Nigel Farage aide loses whopping £400k by betting the US wouldn’t bomb Iran
The US launched air strikes on Iran on February 28, wiping out the country’s missile infrastructure, military sites and leadership… and also a whopping stake placed by a key ally of Nigel Farage
A key Nigel Farage aide has lost a whopping £400,000 by betting that Donald Trump not bomb Iran by the end of February.
Convicted fraudster George Cottrell, 32, placed the wager on the Polymarket trading platform, which allows users to place “yes or no” bets on topics such as politics or the weather.
Cottrell, a businessman and self-confessed high-stakes gambler dubbed “Posh George”, is said to lumped the huge sum on a “no” bet on the question “US strikes Iran by February 28, 2026?”. He is said to have backed his belief to the tune of $550,000, around £411,000.
But his stake was wiped out when the US struck the Middle Eastern country on February 28, according to Polymarket data. Cottrell also made several other wagers on the date of the Iran strikes, which also left him out of pocket.
As well as his Iran bet, Cottrell also appears to have lost an estimated $125,000 (£94,000) on bets that Sir Keir Starmer would be out of office by Feb 28.
The financier is a close ally of Reform UK leader Farage and previously helped raise millions of pounds for his previous parties, Ukip and the Brexit Party.
He has been a frequent aide during Farage’s political campaigns and was pictured alongside him when he was famously doused in milkshake during a visit to Clacton-on-Sea, Essex.
Cottrell was born to an aristocratic family and brought up in Mustique, an exclusive 2,470-acre private island in Saint Vincent and the Grenadines, where royals like Princess Margaret and celebs like Mick Jagger have been known to hangout.

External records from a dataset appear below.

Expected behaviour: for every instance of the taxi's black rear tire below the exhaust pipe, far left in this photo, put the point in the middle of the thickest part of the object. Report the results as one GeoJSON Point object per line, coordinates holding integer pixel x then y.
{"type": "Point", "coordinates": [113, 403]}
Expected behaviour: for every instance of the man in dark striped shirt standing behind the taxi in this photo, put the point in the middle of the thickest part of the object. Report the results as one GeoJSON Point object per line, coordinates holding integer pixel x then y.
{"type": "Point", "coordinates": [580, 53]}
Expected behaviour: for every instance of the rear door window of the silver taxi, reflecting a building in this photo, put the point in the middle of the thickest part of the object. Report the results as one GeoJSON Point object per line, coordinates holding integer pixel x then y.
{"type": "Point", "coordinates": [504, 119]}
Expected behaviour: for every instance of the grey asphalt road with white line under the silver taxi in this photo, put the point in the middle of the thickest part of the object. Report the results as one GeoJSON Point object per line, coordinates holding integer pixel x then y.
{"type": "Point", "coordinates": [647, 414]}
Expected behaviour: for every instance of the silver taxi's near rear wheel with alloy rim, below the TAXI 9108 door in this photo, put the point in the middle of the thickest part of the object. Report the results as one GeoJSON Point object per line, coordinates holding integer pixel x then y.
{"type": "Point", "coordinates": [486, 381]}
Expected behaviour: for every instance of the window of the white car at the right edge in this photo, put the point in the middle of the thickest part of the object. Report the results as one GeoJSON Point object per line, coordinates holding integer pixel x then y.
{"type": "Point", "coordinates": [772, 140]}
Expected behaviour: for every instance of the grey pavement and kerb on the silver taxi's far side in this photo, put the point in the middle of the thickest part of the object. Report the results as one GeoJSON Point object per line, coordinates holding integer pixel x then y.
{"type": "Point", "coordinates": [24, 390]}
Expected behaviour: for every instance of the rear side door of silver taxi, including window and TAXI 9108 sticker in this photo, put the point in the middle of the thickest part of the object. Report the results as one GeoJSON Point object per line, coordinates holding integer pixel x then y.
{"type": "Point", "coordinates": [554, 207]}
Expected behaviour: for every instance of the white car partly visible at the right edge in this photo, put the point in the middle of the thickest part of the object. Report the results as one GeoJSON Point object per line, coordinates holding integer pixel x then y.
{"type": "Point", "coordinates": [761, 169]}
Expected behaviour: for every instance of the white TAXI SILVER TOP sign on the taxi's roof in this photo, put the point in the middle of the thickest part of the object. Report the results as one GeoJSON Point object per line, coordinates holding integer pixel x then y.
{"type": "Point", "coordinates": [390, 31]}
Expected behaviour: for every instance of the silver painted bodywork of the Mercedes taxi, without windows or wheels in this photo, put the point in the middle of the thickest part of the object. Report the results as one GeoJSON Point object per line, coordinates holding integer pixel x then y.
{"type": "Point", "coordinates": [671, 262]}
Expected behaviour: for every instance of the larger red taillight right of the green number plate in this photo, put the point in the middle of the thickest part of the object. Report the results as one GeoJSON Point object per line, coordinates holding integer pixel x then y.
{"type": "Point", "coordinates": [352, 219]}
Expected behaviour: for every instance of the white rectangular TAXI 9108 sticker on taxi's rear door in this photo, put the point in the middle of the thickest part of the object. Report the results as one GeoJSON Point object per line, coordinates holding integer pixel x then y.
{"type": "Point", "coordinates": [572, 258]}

His mother is a former model and one-time girlfriend of the King, while his father attended Scottish boarding school Gordonstoun with the disgraced Andrew Mountbatten-Windsor.
Cottrell was previously jailed in the US after being caught by undercover agents conspiring to commit wire fraud, and recently launched his first book “How to Launder Money”.
He appears to have won significant sums on Polymarket by correctly predicting the outcomes of political events, including more than than $4.5m by betting that Donald Trump would win the 2024 presidential election, despite what many political pundits and polls said.
Prediction market exchanges like Polymarket have exploded in popularity in recent years. It does not yet offer their prediction market exchanges to users in Britain. But their increasing popularity in the US means many expect them to seek a licence to operate in the UK.
Analysts have warned that prediction markets lead to greater losses than regulated sports betting in the US.
Jordan Bender, gaming analyst at Citizens Bank in New York, said: “Prediction markets are creating worse losses for the worst users, while more educated betters are winning more.”